En outre, il faudrait une plus grande implication des programmes tuberculose (Tb) et hépatite, vu que ce sont les principales comorbidités ciblées par le programme régional.
La discrimination est le véritable problème de ces Cdi. Quelles stratégies comptez-vous mettre en œuvre pour une meilleure compréhension de la société ?
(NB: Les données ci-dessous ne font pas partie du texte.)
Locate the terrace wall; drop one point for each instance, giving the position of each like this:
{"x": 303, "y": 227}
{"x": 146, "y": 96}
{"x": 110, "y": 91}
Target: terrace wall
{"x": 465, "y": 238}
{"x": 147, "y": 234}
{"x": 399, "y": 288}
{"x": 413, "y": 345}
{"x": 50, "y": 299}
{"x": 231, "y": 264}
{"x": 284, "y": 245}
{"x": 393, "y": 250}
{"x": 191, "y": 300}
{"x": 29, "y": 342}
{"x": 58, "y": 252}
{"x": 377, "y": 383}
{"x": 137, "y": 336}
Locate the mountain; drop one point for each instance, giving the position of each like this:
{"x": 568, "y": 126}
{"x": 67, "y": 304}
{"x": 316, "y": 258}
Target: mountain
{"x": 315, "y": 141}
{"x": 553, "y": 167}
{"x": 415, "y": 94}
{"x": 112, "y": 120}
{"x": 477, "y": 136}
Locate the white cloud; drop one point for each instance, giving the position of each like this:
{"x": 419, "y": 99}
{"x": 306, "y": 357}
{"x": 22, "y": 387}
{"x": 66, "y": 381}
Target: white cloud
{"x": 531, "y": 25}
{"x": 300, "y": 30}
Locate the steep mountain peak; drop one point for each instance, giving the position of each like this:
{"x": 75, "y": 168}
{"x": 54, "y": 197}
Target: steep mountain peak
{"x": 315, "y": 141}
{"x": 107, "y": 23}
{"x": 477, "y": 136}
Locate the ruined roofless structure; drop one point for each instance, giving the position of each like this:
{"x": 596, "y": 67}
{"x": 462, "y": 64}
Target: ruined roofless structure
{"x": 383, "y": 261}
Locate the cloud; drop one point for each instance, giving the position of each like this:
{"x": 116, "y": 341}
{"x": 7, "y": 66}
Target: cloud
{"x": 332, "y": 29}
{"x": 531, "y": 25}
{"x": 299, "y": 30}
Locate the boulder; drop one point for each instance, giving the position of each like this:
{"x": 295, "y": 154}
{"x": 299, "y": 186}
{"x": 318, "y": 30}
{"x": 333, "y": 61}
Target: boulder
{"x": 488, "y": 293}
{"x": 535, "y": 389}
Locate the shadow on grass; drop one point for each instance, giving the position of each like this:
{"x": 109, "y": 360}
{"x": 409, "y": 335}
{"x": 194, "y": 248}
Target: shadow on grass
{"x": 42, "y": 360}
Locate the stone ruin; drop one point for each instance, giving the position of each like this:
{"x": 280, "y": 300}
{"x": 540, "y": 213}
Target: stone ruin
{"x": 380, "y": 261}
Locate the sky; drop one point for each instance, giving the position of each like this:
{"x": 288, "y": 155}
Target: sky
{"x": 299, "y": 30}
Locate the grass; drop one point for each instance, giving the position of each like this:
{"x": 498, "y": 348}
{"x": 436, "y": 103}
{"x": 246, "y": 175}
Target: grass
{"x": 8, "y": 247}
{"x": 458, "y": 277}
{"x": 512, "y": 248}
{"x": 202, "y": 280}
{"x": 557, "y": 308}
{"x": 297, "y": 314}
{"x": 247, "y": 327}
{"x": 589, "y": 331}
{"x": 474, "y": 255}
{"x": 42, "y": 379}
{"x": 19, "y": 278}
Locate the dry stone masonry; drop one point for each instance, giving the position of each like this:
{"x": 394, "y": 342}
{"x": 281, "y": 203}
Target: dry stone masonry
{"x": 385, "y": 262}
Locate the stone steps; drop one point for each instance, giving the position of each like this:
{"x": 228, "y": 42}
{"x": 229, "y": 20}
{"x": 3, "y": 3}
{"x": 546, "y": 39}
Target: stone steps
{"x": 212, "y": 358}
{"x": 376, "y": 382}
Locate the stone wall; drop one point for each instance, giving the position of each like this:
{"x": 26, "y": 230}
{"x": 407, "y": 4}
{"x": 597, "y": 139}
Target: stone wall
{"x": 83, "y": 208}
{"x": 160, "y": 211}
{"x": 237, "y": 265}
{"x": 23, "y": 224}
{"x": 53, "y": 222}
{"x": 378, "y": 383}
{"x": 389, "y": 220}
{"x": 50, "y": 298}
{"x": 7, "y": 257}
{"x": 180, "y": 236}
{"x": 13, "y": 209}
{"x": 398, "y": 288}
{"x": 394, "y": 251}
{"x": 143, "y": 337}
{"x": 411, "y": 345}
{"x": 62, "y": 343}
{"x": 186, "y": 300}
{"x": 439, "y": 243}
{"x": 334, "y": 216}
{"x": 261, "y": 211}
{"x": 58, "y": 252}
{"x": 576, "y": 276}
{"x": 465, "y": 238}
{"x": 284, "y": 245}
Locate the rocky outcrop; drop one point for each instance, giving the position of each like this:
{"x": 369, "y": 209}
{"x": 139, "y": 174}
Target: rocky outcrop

La discrimination et la marginalisation sont des faits réels, lorsque que nous abordons la question des Cdi. Elles émanent des lieux de prestation de services et de l'environnement social où évolue le Cdi. La discrimination pousse les Cdi à perdre l'estime de soi, l'espoir de vivre positivement dans la société et à adopter des comportements qui les exposent plus au risque d'être infectés au Vih/sida. Les politiques et programmes ne peuvent avoir un impact réel que si la question de la discrimination est suffisamment traitée. Plusieurs stratégies pourraient aider à lutter contre toutes formes de discrimination. Il s'agira de développer un programme soutenu d'information, de communication et de plaidoyer qui va cibler les autorités gouvernementales, les élus, les responsables des structures de soins, les religieux, les acteurs de la société civile, entre autres. Dans ce programme, les Cdi doivent être considérés comme acteurs clés plaideurs. Ils auront besoin d'un renforcement de capacités sur le leadership et sur l'estime de soi.
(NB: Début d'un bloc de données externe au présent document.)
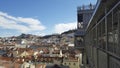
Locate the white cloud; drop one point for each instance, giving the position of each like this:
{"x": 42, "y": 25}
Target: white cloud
{"x": 61, "y": 27}
{"x": 20, "y": 24}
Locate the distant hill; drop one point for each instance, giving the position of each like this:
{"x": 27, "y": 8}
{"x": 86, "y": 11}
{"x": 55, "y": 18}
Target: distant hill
{"x": 70, "y": 31}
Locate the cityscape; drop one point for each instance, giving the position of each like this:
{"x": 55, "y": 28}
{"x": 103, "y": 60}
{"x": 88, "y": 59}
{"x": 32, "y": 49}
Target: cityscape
{"x": 90, "y": 42}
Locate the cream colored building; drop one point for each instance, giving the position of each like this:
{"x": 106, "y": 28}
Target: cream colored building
{"x": 71, "y": 63}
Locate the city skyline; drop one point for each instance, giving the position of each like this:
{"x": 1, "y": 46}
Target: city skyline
{"x": 38, "y": 17}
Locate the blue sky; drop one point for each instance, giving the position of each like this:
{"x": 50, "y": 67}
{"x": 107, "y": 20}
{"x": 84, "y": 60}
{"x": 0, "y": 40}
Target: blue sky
{"x": 39, "y": 17}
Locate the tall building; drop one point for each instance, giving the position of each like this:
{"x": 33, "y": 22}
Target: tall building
{"x": 84, "y": 14}
{"x": 102, "y": 38}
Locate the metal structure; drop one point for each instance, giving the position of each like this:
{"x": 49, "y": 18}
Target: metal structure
{"x": 102, "y": 38}
{"x": 84, "y": 14}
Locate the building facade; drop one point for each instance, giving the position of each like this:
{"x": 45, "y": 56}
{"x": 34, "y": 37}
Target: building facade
{"x": 102, "y": 39}
{"x": 84, "y": 14}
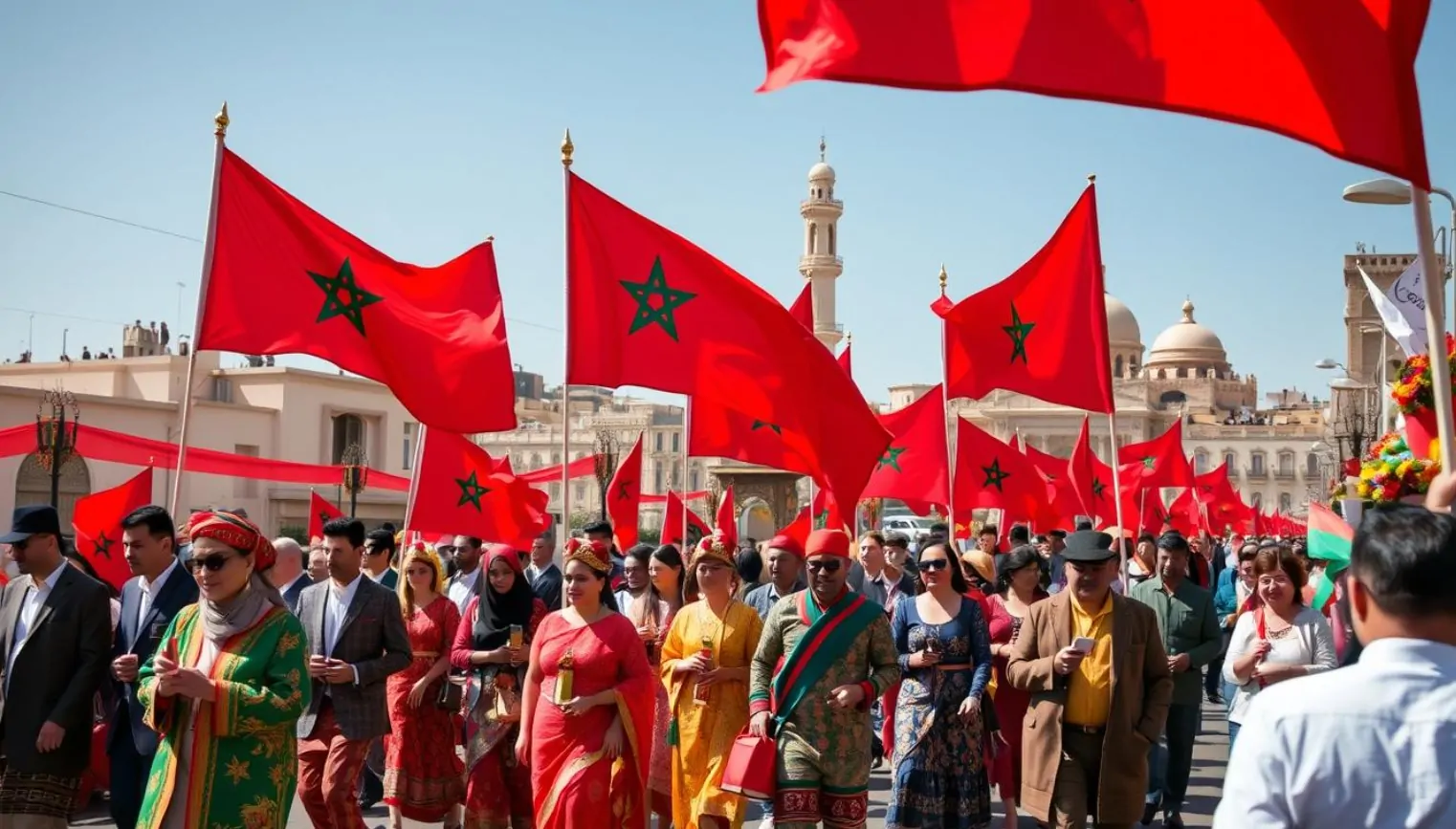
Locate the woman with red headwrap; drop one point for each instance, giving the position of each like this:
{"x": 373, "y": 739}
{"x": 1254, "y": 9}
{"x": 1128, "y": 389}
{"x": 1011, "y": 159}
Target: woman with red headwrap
{"x": 226, "y": 689}
{"x": 587, "y": 707}
{"x": 493, "y": 646}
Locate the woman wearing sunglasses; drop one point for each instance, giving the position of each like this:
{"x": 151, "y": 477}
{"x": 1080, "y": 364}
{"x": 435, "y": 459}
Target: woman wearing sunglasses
{"x": 226, "y": 689}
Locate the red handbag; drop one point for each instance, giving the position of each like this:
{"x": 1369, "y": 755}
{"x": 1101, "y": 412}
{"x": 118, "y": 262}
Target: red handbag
{"x": 752, "y": 768}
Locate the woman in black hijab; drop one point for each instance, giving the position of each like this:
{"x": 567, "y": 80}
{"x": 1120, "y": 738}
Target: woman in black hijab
{"x": 493, "y": 647}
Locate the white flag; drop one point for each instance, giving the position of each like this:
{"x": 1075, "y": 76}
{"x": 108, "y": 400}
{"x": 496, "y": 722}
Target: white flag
{"x": 1402, "y": 307}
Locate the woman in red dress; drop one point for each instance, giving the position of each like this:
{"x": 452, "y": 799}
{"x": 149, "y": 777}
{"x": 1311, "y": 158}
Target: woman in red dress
{"x": 1018, "y": 588}
{"x": 498, "y": 789}
{"x": 423, "y": 775}
{"x": 587, "y": 707}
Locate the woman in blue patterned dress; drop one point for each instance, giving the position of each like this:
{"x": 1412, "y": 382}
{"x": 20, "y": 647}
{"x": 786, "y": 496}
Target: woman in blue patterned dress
{"x": 939, "y": 774}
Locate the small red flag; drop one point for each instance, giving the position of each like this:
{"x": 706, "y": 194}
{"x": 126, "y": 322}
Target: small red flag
{"x": 97, "y": 522}
{"x": 649, "y": 307}
{"x": 1338, "y": 75}
{"x": 465, "y": 491}
{"x": 673, "y": 525}
{"x": 625, "y": 496}
{"x": 914, "y": 468}
{"x": 1043, "y": 329}
{"x": 320, "y": 513}
{"x": 289, "y": 281}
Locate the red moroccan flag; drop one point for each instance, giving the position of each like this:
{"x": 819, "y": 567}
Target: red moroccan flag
{"x": 1158, "y": 463}
{"x": 97, "y": 521}
{"x": 1043, "y": 329}
{"x": 1338, "y": 75}
{"x": 1091, "y": 479}
{"x": 914, "y": 468}
{"x": 625, "y": 496}
{"x": 990, "y": 474}
{"x": 673, "y": 524}
{"x": 462, "y": 489}
{"x": 320, "y": 513}
{"x": 803, "y": 307}
{"x": 289, "y": 281}
{"x": 649, "y": 307}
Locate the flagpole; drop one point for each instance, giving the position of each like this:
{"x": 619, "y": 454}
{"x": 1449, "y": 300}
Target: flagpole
{"x": 951, "y": 434}
{"x": 220, "y": 122}
{"x": 566, "y": 148}
{"x": 1433, "y": 287}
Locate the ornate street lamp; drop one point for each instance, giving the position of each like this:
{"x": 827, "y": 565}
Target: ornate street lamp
{"x": 55, "y": 435}
{"x": 606, "y": 449}
{"x": 356, "y": 474}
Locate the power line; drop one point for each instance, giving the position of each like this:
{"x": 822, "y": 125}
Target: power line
{"x": 33, "y": 200}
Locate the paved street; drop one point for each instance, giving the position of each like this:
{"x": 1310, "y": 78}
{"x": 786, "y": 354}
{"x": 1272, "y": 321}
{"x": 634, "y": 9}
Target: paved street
{"x": 1202, "y": 795}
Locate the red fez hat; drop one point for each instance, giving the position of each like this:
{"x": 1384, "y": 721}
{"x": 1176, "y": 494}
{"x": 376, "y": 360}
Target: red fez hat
{"x": 828, "y": 543}
{"x": 789, "y": 543}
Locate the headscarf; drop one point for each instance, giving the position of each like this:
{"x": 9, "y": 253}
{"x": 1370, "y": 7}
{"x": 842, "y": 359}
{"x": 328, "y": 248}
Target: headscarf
{"x": 228, "y": 619}
{"x": 496, "y": 613}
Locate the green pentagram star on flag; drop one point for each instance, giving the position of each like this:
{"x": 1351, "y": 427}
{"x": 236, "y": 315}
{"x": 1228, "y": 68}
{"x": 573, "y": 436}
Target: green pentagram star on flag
{"x": 1018, "y": 331}
{"x": 995, "y": 476}
{"x": 661, "y": 313}
{"x": 471, "y": 491}
{"x": 342, "y": 297}
{"x": 892, "y": 458}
Quelle est la part de l'autorité dans cette lutte que vous êtes en train de mener ?
Nous intervenons, dans cette lutte, pour deux raisons fondamentales. Nous sommes des acteurs communautaires et notre raison d'existence est d'identifier des préoccupations de santé et d'y apporter notre contribution pour soulager les populations, afin d'améliorer considérablement leurs conditions de vie. La deuxième raison consiste à contribuer aux efforts de définition des politiques et programmes de santé de notre pays. Pour que nos actions puissent avoir un impact réel, les autorités doivent s'approprier la question et s'engager à trouver les moyens nécessaires pour une application effective des conventions ratifiées sur la question des Cdi. Des conventions de partenariat doivent également être signées entre le secteur public et les organisations de la société civile.